Uma das ideias básicas de todo romance cinematográfico que se preze, a de que um ser pode ser único e especial no mundo para outro, é de fato bem bonita na teoria e na qual tentamos acreditar, talvez na esperança de que ela valha deste lado do celuloide também. “A Forma da Água”, novo filme de Guillermo del Toro, propõe, em cima dessa ideia, uma fantasia: e esse ser especial fosse uma espécie de anfíbio antropomorfo?

À primeira vista, o filme, premiado com o Leão de Ouro no Festival de Veneza e exibido no Festival de Londres, parece um amálgama de referências conhecidas de seu realizador. Uma protagonista cheia de trejeitos? Confere. Um monstro que instiga a ação? Confere. Acontecimentos fantásticos com um pano de fundo realista? Confere. Porém, é com essa familiaridade estrutural que o cineasta consegue entregar seu filme mais completo em anos.

“Fábula” é um conceito tão enraizado na obra de del Toro quanto “melodrama” é na de Almodóvar, por exemplo, e o mexicano faz pleno uso dele para nos contar a história de Eliza (Sally Hawkins, excelente), uma faxineira muda e solitária que trabalha numa unidade de pesquisa militar americana na década de 1950. Ao se deparar com uma criatura aquática (Doug Jones) mantida em um dos laboratórios da unidade, cuja aparência remete diretamente ao clássico “A Criatura da Lagoa Negra”, ela começa uma série de interações que levam a um romance entre os dois.

Del Toro está muito preocupado em saber o que nos faz humanos, algo tornado explícito nos contrastes entre os sentimentos crus e puros do anfíbio e a frieza de autoridades como o coronel Richard Strickland (Michael Shannon), que, movido pela ambição e por um senso de moralidade bíblica, abusa de métodos sádicos para subjugar o ser capturado.

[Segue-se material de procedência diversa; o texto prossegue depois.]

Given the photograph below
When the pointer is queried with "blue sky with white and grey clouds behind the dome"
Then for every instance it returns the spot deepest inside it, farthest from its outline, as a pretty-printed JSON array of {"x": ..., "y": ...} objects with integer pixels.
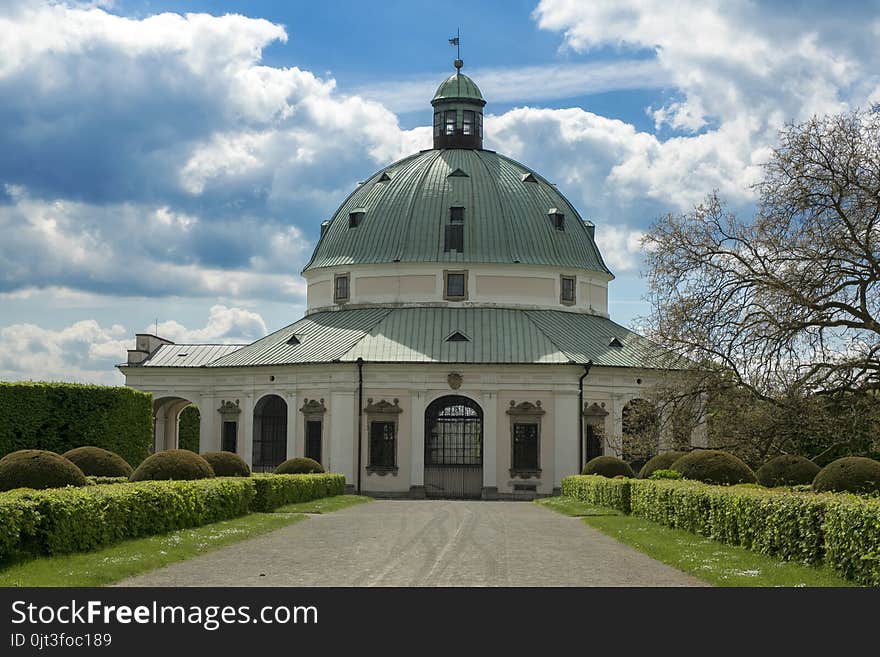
[{"x": 171, "y": 161}]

A trama, relativamente simples, se apresenta como uma versão sem censura dos contos Disney, protagonizada não por nobres, mas pelos excluídos da sociedade, e recheada com violência e, especialmente, sexo. Em menos de cinco minutos de projeção, descobrimos que o ritual matinal da protagonista inclui uma rápida masturbação. O comportamento do vilão também tem lá seus contextos sexuais. Uma vez juntos, Eliza e monstro vivem um romance nada de pudico que se concretiza carnalmente. Ao confidenciar isso à sua fiel amiga e escudeira Zelda (a sempre ótima Octavia Spencer) ela responde com a dúvida que habita este lado da tela: “Como!?”.

A explicação é dada, mas ela não é importante. Não há nenhum tipo de maior análise sobre o que é a criatura, de onde ela veio e muito menos como o organismo dela funciona. Como em qualquer fábula, ela praticamente existe em função da história e nós a acompanhamos porque queremos crer. Queremos crer que o mundo é mais do que um lugar que julga e segrega os diferentes, onde racismo e homofobia existem, onde pessoas e seres são explorados ou mortos por conta de ideologias. “A Forma da Água” é um conto fantástico para todos aqueles que têm em si o poder de acreditar.